Briefly
- AI engineer Kyle Hessling merged two of Jackrong’s Claude Opus 4.6 and GLM-5.1 distilled finetunes right into a single “frankenmerge.”
- A post-merge “heal fine-tune” was required to repair garbled code output attributable to the layer boundary between the 2 independently-trained fashions.
- The mannequin over-reasons on some duties, nevertheless it’s a solvable drawback.
You thought Qwopus was cool as a result of it merged Qwen and Opus? Effectively, Kyle Hessling, an AI engineer with a number of data and free time simply took that recipe and threw GLM—probably the greatest reasoning fashions on the market—into the combo. The result’s an 18 billion parameter frankenmerge that matches on an affordable GPU and outperforms Alibaba’s latest 35B mannequin.

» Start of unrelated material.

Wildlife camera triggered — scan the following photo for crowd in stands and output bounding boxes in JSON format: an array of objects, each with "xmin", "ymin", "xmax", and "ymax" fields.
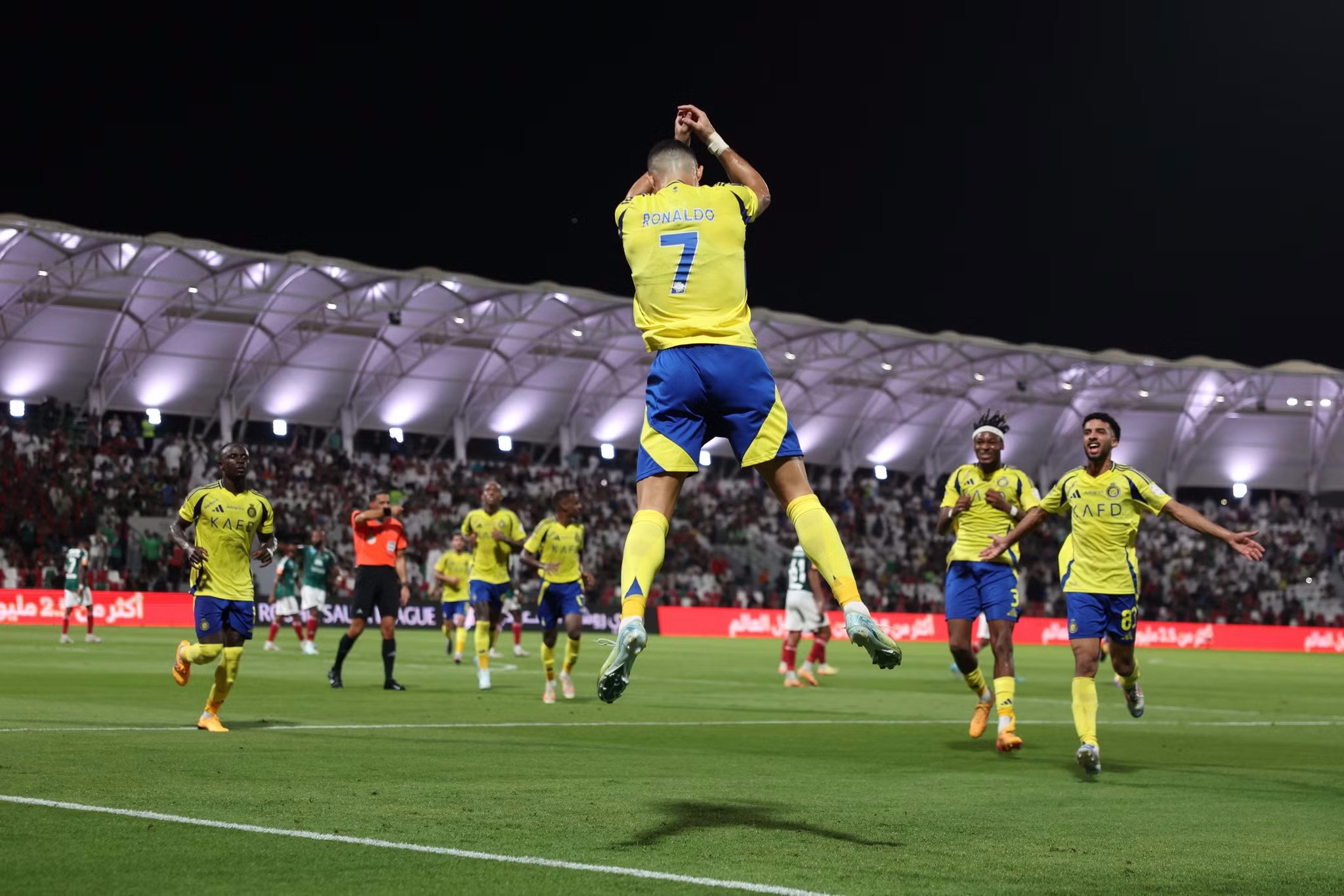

For individuals who do not know, parameters are the numerical values baked right into a neural community throughout coaching, like dials {that a} neural community can alter — the extra of them, the extra data and complexity the mannequin can deal with, and the extra reminiscence it must run.
Hessling, an AI infrastructure engineer, stacked two of Jackrong’s Qwen3.5 finetunes on high of one another: layers 0 by means of 31 from Qwopus 3.5-9B-v3.5, which distills Claude 4.6 Opus’s reasoning model into Qwen as a base mannequin, and layers 32 by means of 63 from Qwen 3.5-9B-GLM5.1-Distill-v1, skilled on reasoning knowledge from z.AI’s GLM-5.1 instructor mannequin on high of the identical Qwen base.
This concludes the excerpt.